The move is a deliberate shift to foster Europe’s technological ‘sovereignty’ in 6G.

“A key differentiator to the predecessor, the 5G-PPP, will be a new governance model putting the European industry in the driving seat together with the Commission and closely associating Member States to its strategic decision making, for example in the area of Europe’s technological sovereignty and maximizing synergies between European and national funding programmes,” said partnership.

The proposal for the new scheme will now be discussed among Member States in the Council with a planned launch in autumn 2021.

The Smart Networks and Services Joint Undertaking is one of nine under the €10bn Horizon Europe programme. This will work alongside the €1.8bn Joint Undertaking in Key Digital Technologies which covers the design, manufacture and integration of electronics components in systems and the related software where a possible new ‘Important Project of Common European Interest’ is under discussion. “This new partnership will help boost competitiveness and Europe’s technological sovereignty.” said the digital undertaking.

As well as 6G, the Smart Networks project will also boost 5G deployment in Europe to develop digital lead markets and of enabling the digital and green transition of the economy and society, particularly with 5G corridors. It will also contribute to the coordination with national programmes including under the Recovery and Resilience Facility as well as other European programmes and facilities such as Digital Europe Programme and InvestEU.

Operators in 23 EU countries have already launched commercial 5G networks in major cities, with more comprehensive deployment covering all urban areas and major transport paths across Europe expected by 2025. These 5G networks are key enablers for a broad range of consumer, business and industrial services, but will also be an important starting point for the introduction of 6G technologies in Europe.

​This work on 6G has already started with the Hexa-X flagship project in Europe within 5G-PPP that includes Nokia, but there is a risk of being left behind.

“Our trading partners are heavily engaged in 6G developments, including the USA and Japan, with focus on software-based networks and China aiming to build on its strong technology and Intellectual Property Rights position,” says the Joint Udertaking. “There will be opportunities and challenges concerning new business models and players through software networks with architectures such as Open RAN and the convergence with new technologies in the area of cloud and edge computing, AI, as well as components and devices beyond smartphones. The two major European equipment suppliers are in a world-leading position, with a combined global mobile equipment market share in the order of 40 percent  and more than 50 percent of the relevant Intellectual Property Rights.”

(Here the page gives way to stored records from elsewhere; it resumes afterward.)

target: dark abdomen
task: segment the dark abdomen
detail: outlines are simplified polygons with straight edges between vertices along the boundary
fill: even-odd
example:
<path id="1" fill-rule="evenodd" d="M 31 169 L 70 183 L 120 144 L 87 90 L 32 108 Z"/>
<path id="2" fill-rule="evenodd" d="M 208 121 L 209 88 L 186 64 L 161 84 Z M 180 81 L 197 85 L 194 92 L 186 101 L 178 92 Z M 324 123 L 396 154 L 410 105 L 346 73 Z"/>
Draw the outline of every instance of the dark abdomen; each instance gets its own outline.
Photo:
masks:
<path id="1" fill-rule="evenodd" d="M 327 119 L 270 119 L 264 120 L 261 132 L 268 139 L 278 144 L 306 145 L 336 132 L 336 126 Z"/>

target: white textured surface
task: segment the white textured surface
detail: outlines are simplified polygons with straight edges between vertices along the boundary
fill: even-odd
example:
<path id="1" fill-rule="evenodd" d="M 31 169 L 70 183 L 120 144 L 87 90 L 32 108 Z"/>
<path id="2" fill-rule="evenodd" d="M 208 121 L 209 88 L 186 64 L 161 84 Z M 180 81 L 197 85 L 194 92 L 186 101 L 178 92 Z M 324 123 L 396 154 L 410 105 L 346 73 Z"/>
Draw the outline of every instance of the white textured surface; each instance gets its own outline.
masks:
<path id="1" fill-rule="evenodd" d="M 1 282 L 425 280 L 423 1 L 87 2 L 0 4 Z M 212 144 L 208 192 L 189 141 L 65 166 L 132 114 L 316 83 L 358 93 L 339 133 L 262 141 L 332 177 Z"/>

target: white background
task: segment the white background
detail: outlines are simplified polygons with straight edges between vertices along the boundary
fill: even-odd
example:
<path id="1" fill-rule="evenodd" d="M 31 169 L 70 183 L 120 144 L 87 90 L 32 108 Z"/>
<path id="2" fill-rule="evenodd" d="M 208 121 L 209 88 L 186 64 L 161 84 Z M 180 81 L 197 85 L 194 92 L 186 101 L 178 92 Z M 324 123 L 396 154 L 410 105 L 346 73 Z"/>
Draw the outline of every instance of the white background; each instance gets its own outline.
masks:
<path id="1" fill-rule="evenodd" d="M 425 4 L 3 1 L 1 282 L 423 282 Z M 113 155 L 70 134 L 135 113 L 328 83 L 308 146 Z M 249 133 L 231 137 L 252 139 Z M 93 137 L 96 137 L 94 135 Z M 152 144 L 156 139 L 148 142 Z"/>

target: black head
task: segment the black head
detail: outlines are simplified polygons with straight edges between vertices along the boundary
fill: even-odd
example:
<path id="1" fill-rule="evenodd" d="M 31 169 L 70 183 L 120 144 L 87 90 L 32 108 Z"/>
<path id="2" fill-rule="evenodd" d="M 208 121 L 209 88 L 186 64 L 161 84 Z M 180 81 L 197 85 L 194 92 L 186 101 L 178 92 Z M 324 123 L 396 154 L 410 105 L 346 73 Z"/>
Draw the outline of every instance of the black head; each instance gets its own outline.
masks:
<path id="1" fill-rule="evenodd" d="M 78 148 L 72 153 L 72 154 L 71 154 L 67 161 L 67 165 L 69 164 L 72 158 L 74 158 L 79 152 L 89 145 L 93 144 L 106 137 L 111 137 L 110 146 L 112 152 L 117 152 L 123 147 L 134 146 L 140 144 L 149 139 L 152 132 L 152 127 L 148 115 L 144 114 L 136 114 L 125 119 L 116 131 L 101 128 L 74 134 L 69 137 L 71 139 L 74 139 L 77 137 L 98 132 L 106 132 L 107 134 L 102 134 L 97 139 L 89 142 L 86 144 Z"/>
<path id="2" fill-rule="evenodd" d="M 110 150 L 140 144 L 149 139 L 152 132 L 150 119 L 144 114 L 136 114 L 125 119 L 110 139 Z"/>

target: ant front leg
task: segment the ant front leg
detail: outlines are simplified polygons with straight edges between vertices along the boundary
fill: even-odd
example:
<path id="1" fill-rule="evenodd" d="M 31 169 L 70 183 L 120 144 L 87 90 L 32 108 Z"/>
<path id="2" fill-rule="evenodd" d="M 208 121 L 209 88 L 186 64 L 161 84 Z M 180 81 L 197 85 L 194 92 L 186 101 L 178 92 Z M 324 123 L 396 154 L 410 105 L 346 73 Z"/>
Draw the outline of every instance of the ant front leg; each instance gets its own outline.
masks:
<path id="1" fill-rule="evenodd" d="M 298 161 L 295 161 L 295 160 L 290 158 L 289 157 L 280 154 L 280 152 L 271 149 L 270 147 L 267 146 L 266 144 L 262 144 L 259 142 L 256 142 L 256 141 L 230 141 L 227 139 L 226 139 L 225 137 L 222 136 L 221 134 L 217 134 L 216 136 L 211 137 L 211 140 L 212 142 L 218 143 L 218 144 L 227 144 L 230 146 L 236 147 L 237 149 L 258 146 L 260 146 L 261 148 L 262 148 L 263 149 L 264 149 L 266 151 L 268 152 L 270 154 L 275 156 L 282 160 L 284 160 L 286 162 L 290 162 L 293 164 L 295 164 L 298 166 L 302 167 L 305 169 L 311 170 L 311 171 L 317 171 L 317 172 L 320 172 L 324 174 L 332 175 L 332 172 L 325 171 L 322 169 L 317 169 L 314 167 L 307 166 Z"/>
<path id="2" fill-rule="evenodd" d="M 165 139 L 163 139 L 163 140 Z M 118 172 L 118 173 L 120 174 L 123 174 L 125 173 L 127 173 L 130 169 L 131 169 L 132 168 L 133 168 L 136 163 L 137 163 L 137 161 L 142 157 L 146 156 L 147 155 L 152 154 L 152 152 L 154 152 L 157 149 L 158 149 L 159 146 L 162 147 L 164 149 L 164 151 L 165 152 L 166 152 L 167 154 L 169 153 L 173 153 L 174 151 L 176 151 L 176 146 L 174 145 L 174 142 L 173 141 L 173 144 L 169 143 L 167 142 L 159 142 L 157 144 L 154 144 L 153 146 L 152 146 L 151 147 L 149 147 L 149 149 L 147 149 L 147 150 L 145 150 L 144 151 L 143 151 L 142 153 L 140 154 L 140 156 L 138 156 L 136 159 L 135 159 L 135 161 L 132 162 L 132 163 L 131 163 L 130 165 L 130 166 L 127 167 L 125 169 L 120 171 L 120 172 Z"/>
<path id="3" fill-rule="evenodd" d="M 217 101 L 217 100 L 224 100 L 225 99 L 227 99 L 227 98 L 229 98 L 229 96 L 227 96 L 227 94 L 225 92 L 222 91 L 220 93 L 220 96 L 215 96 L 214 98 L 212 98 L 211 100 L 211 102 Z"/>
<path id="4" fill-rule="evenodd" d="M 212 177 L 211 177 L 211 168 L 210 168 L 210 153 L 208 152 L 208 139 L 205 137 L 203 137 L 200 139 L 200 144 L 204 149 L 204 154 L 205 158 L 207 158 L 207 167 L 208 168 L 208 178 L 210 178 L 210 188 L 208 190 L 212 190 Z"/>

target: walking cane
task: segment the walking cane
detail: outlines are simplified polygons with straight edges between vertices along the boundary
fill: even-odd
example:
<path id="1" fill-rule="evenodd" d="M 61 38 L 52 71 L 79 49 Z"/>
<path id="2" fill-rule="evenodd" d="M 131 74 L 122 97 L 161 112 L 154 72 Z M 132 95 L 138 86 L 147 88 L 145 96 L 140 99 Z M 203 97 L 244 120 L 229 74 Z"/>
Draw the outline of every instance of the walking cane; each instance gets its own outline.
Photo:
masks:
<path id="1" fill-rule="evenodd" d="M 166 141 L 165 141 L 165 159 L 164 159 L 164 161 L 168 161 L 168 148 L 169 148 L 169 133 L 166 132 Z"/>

“Building on this basis, that was created also thanks to the European R&I investments under the 5G-PPP over the last seven years, Europe needs to position itself to ensure the best outcome both for the digital economy at large, but also for the technology capabilities of our existing and emerging industrial leaders. This calls for a strategic partnership with a solid R&I roadmap set out and followed by a critical mass of European actors.”

 

This is significant for the discussion on critical components and supply chain currently happening in the European Commission.

The other programmes in the €10bn Horizon Europe programme include clean hydrogen, clean aviation and health.